Jun 16, 2004 | Q
I mean, this can’t be real, can it? Burning in your audio component cables to get better sound? I guess if you’re the kind of person who’s willing to drop between $500 and $750 on a freakin’ power cable, you might want to make sure that cable is burned in!
I am BSEE and a professional broadcast engineer.
I can tell you with complete certainty that people do actually spend that kind of money on things like those cables.
I can also tell you with complete certainty that it is a complete scam and that you do not ‘break in’ cables. Modern snake oil.
There have been many, many arguements about hifi cabling between engineers and ‘audiophiles’ and it all comes down to impedance and shielding, both of which you can objectively measure.
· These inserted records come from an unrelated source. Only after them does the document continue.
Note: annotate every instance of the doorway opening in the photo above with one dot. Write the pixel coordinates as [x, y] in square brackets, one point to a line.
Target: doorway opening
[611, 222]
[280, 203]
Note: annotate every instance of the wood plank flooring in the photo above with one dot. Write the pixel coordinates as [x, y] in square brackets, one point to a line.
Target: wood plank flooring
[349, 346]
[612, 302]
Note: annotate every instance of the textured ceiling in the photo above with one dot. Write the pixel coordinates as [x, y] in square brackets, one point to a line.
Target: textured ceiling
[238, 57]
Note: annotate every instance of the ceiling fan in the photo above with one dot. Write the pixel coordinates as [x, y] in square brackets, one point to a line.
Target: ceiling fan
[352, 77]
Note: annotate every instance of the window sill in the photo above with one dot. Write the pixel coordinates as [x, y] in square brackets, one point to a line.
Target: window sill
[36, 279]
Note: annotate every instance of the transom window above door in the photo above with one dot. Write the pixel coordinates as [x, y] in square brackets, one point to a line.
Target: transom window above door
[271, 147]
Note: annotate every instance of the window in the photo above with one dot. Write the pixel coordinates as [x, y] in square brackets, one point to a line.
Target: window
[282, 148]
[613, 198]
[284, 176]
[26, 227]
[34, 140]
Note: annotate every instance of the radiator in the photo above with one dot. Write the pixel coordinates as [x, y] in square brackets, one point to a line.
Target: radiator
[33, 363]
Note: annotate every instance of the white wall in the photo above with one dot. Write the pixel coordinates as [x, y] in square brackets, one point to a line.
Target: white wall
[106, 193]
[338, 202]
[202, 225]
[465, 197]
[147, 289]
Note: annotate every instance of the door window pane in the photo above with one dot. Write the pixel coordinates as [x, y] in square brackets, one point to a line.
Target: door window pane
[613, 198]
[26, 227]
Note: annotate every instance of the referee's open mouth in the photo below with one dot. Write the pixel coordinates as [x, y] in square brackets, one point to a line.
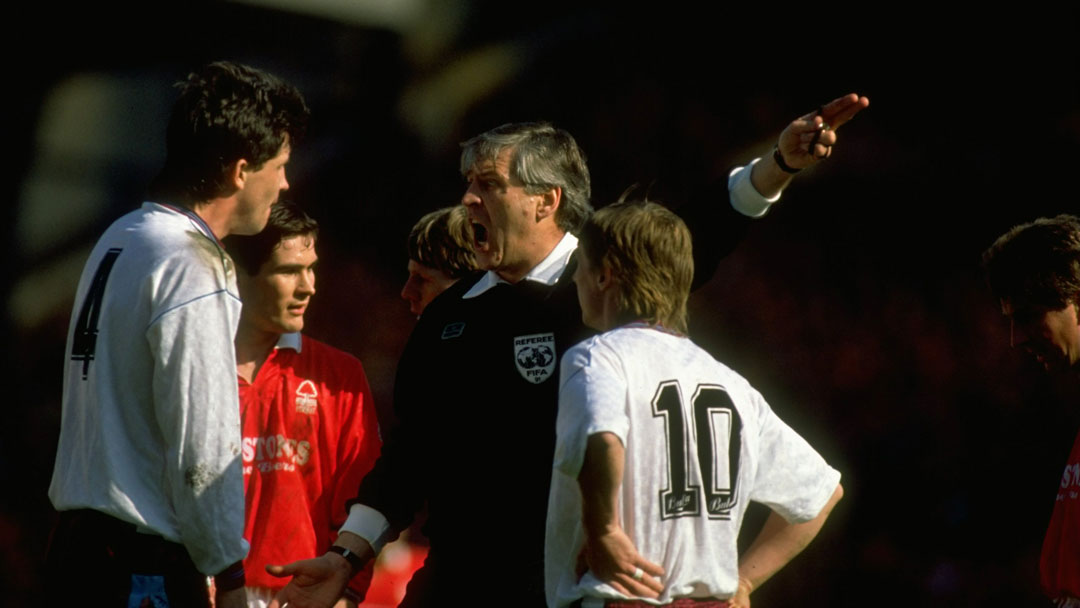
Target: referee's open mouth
[480, 238]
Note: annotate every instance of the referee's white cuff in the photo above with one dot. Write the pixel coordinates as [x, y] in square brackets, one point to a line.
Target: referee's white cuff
[369, 525]
[745, 199]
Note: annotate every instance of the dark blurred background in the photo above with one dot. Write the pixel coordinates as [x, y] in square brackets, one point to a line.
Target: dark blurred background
[856, 306]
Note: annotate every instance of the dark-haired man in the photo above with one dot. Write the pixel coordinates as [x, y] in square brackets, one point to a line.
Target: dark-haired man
[309, 423]
[660, 446]
[148, 478]
[1035, 271]
[475, 393]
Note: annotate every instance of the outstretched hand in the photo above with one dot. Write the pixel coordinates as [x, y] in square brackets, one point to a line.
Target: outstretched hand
[316, 583]
[613, 559]
[810, 137]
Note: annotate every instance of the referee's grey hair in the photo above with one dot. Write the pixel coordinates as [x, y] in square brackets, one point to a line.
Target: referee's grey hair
[542, 158]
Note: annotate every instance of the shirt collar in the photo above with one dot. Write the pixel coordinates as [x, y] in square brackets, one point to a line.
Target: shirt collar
[196, 219]
[548, 271]
[289, 341]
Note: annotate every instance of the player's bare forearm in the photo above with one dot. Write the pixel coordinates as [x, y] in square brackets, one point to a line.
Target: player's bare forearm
[805, 142]
[599, 480]
[780, 541]
[320, 582]
[609, 553]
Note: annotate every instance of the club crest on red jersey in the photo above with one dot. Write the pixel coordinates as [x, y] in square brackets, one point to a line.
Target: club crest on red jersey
[535, 356]
[307, 397]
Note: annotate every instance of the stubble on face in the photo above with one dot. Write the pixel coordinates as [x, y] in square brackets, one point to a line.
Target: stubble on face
[1049, 336]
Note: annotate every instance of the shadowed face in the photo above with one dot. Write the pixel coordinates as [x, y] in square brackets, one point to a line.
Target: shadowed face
[1052, 337]
[260, 191]
[277, 298]
[422, 285]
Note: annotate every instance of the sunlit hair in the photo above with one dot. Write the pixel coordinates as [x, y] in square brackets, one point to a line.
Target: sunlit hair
[443, 240]
[542, 158]
[648, 250]
[226, 112]
[286, 220]
[1037, 264]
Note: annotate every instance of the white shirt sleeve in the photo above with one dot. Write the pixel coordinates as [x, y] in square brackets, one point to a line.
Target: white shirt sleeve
[198, 413]
[369, 525]
[792, 477]
[592, 400]
[745, 199]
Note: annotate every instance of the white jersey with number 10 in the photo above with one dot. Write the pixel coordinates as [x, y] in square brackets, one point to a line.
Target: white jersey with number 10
[700, 444]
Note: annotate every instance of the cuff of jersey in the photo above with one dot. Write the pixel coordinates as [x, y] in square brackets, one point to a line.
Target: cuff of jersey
[369, 525]
[230, 578]
[745, 199]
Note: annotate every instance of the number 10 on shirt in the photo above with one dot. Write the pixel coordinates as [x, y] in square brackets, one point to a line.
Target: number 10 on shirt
[717, 429]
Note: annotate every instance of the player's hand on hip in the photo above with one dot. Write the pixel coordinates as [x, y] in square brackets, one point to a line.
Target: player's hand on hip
[316, 583]
[613, 559]
[810, 138]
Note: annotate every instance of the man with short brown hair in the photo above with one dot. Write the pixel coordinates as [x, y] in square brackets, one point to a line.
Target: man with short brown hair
[1035, 271]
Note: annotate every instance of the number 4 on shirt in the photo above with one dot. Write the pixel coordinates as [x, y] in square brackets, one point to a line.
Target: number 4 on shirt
[84, 338]
[717, 429]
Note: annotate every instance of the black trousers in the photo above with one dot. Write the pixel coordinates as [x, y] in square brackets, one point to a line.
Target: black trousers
[105, 562]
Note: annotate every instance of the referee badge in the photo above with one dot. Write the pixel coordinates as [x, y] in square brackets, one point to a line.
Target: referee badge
[535, 356]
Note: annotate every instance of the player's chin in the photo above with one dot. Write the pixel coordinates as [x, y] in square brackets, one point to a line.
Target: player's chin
[487, 259]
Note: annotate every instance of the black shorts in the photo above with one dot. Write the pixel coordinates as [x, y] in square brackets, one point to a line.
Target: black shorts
[103, 561]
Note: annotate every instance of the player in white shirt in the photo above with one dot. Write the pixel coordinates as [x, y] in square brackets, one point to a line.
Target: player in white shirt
[660, 446]
[148, 481]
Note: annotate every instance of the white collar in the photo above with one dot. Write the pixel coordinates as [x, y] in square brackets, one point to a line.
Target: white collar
[289, 341]
[548, 271]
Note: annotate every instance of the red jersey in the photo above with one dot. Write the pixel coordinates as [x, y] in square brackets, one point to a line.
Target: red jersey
[1060, 565]
[310, 434]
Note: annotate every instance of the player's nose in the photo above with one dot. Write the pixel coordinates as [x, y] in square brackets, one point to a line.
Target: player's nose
[307, 284]
[470, 198]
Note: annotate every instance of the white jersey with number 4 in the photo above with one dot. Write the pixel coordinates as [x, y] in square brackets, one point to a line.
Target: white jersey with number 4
[700, 444]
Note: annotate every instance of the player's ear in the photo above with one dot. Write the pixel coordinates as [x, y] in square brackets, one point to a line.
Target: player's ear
[238, 173]
[605, 278]
[549, 203]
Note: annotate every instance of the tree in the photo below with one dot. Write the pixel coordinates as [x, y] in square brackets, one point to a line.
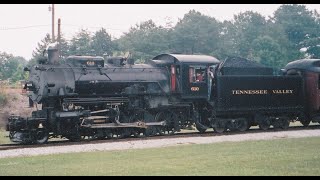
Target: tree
[38, 52]
[11, 67]
[196, 33]
[248, 26]
[268, 52]
[144, 41]
[301, 27]
[80, 43]
[101, 43]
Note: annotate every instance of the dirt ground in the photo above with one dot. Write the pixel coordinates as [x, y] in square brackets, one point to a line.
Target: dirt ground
[17, 104]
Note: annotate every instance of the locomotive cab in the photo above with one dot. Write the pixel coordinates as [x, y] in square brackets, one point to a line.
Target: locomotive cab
[189, 74]
[310, 71]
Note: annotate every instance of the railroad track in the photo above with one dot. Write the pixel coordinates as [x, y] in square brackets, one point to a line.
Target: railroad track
[177, 135]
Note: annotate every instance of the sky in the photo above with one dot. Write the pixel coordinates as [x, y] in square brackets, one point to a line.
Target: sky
[23, 26]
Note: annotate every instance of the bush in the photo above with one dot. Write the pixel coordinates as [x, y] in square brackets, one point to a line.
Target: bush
[3, 97]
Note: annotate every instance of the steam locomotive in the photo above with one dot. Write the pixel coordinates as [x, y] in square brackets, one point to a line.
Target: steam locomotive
[100, 97]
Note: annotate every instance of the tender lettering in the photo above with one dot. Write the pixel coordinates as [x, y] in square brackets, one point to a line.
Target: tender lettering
[249, 91]
[262, 91]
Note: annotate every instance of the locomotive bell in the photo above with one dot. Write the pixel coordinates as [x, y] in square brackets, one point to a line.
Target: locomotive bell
[53, 53]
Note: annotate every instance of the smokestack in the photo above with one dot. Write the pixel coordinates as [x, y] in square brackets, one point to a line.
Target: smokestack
[53, 53]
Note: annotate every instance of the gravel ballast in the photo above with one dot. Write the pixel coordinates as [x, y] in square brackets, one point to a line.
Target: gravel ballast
[140, 144]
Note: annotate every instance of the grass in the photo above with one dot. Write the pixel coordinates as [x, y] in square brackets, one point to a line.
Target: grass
[3, 137]
[3, 97]
[276, 157]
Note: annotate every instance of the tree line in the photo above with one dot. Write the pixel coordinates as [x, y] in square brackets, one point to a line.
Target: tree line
[293, 32]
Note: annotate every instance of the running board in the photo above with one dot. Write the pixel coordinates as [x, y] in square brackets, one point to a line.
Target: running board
[125, 125]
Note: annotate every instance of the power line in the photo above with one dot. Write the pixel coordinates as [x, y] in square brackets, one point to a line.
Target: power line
[22, 27]
[35, 26]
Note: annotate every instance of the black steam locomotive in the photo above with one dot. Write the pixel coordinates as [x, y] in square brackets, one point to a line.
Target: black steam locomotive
[113, 97]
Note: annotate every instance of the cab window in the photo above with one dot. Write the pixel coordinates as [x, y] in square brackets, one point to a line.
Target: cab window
[197, 74]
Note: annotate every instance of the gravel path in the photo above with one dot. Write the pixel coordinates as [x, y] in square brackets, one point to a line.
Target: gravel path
[140, 144]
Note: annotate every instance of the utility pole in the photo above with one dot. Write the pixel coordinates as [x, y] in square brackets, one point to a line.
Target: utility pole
[52, 10]
[59, 36]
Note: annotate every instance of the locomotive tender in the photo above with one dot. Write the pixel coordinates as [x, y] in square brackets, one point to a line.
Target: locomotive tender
[113, 97]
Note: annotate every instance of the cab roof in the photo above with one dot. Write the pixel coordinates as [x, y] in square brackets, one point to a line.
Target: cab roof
[304, 64]
[183, 58]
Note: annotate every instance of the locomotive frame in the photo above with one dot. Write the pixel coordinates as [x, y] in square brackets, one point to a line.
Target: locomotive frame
[104, 98]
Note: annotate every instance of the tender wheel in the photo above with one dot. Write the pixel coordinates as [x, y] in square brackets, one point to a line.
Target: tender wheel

Anyone that tells you otherwise is selling something.
Personally, I use cheap zip cord to wire speakers and it works great.
• Posted by: Michael on Jun 17, 2004, 12:32 AMI’m a dumb AE and not a sparky, but I sit around the EEE parts conversations at work, and best as I know, all burning a cable in does is prove that the workmanship is good.
This only makes sense in six-sigma situations where you have to have the thing work no matter what. Just lately we’ve been working with a Teflon-encapsulated heater element for spaceflight that started to de-laminate due to contamination on the surface of the element. The burn-in on these heaters was really minimal and didn’t pick up the contamination; only our acceptance testing did. [Of course, that was several months down the line, and it meant that we got to get new heaters … but hey, without a launch vehicle, who worries about schedule? ;)]
But getting better performance out of burned-in cables? That’s preposterous.